The GOP convention begins Monday, and for the late-night TV community, a new day begins as well. Over the next two weeks, there will be a bounty of material that should present itself constantly ... relentlessly. Stephen Colbert — in costume once again as Caesar Flickerman of “The Hunger Games” -- has already launched the follies, unofficially, Sunday at the Quicken Loans Arena in Cleveland. (See below).

Political conventions — Republican and Democrat — have evolved into sales pitches for parties and their platforms, but inherent in that pitch is parody. Think about the sales pitch for any product — the flip side is always parody, and it’s an easy, natural default position for late night TV hosts.

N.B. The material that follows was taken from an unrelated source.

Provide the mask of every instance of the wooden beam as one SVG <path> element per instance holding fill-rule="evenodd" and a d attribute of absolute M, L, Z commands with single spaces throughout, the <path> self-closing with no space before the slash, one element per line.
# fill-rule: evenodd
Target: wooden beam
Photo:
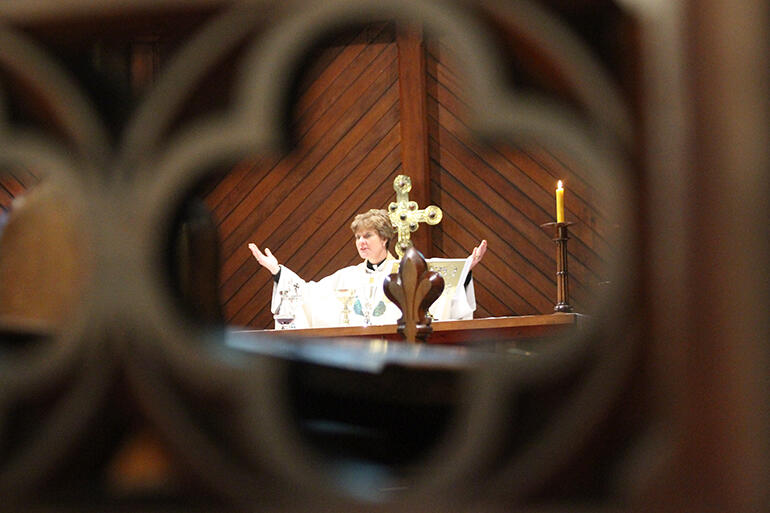
<path fill-rule="evenodd" d="M 422 29 L 414 26 L 399 27 L 396 42 L 401 104 L 401 165 L 403 174 L 412 178 L 410 199 L 424 208 L 430 203 L 430 163 Z M 430 230 L 428 226 L 421 226 L 412 234 L 415 247 L 426 258 L 430 257 L 432 250 Z"/>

The challenge this week and next is obvious: With three more police fatalities, this time in Baton Rouge, and with sharply divided parties, a pallor hangs over these events in 2016. Where’s the “fun” (or “funny”) in any of this? Where’s the found comedy?

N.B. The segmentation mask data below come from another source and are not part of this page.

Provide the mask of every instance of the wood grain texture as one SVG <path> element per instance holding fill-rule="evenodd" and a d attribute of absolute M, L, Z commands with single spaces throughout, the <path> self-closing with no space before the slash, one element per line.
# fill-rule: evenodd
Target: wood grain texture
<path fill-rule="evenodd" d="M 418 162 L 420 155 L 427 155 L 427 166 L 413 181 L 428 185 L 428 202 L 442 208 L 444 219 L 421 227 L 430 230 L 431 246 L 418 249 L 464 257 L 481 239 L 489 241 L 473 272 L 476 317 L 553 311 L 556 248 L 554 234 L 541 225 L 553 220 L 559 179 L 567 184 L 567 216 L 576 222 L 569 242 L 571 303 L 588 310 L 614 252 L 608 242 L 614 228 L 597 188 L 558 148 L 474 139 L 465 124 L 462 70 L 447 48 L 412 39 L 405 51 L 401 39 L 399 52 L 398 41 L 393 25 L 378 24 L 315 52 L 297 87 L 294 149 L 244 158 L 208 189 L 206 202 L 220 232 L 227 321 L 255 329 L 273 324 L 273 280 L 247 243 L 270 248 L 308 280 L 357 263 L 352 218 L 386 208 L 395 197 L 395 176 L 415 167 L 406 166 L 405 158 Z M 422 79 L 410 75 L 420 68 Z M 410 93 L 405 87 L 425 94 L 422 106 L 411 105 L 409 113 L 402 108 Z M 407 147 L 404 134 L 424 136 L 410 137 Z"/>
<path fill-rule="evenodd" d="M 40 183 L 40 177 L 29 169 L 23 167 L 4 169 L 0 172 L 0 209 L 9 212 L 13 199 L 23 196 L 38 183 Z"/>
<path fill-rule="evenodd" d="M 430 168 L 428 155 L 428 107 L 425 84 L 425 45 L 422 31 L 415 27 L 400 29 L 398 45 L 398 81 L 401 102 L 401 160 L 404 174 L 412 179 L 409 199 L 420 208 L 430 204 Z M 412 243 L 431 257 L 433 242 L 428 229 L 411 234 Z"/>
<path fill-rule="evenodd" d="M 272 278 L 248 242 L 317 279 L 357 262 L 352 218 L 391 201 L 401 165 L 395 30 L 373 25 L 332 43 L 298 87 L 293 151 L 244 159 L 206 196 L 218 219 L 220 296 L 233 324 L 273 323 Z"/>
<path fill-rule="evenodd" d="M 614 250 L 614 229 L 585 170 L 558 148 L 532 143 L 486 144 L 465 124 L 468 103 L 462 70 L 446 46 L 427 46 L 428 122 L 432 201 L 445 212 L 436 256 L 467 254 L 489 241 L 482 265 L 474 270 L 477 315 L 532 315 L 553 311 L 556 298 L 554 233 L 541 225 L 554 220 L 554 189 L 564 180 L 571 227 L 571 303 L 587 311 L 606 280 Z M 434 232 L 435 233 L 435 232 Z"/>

That’s the biggest challenge before late night hosts this week, possibly the obstacle, too.

But also the promise. Late night TV at its best can put politics in sharp perspective, or deflate that which demands deflation.

That’s at its best. Will we get the best in over the next 14 days? Or will get something else?

This week and next, I will decide:

What made me laugh (possibly you)? What made me wince (also possible you)? Day by day, night by night, we will go looking for the best in late night.

And of course, the follies have already begun. Both Trevor Noah and Stephen Colbert have been at the Quicken Loans Arena in Cleveland to pretape bits for their respective shows, “The Daily Show” and “Late Show” (which, in a late night first, will air live from the Ed Sullivan this week and next).

Colbert Sunday crashed the podium in costume — as Caesar Flickerman, host of “The Hunger Games,” with the towering purple coif and malice in his heart. Stanley Tucci has played him in the movies; Colbert has co-opted him for a running gag that began when his “Late Show” run began last fall.

On Sunday, he mounted the stage (in costume) then spoke for about 20 seconds: “It is my honor to hereby launch and begin the 2016 Republican National Hungry for Power Games,” then noted that presumptive GOP nominee Donald Trump had “formed an alliance with Indiana Gov. Mike Pence.” He then fell into a brief silence, or torpor (“sorry, I blacked out there for a moment”), and was hustled off the stage by security, but not before shouting: “I know I’m not supposed to be here, but ... neither is Trump.”

What made me laugh: That throwaway line. How could it not?

What didn’t: Colbert’s Flickerman as a running bit began well, then — reprising it each time a candidate in either party dropped out — began to slowly wear out its welcome. Fatigue was inevitable (after all, how many GOP candidates were there?). But Colbert had committed himself, and Flickerman is back again. At least he’ll have an interesting week.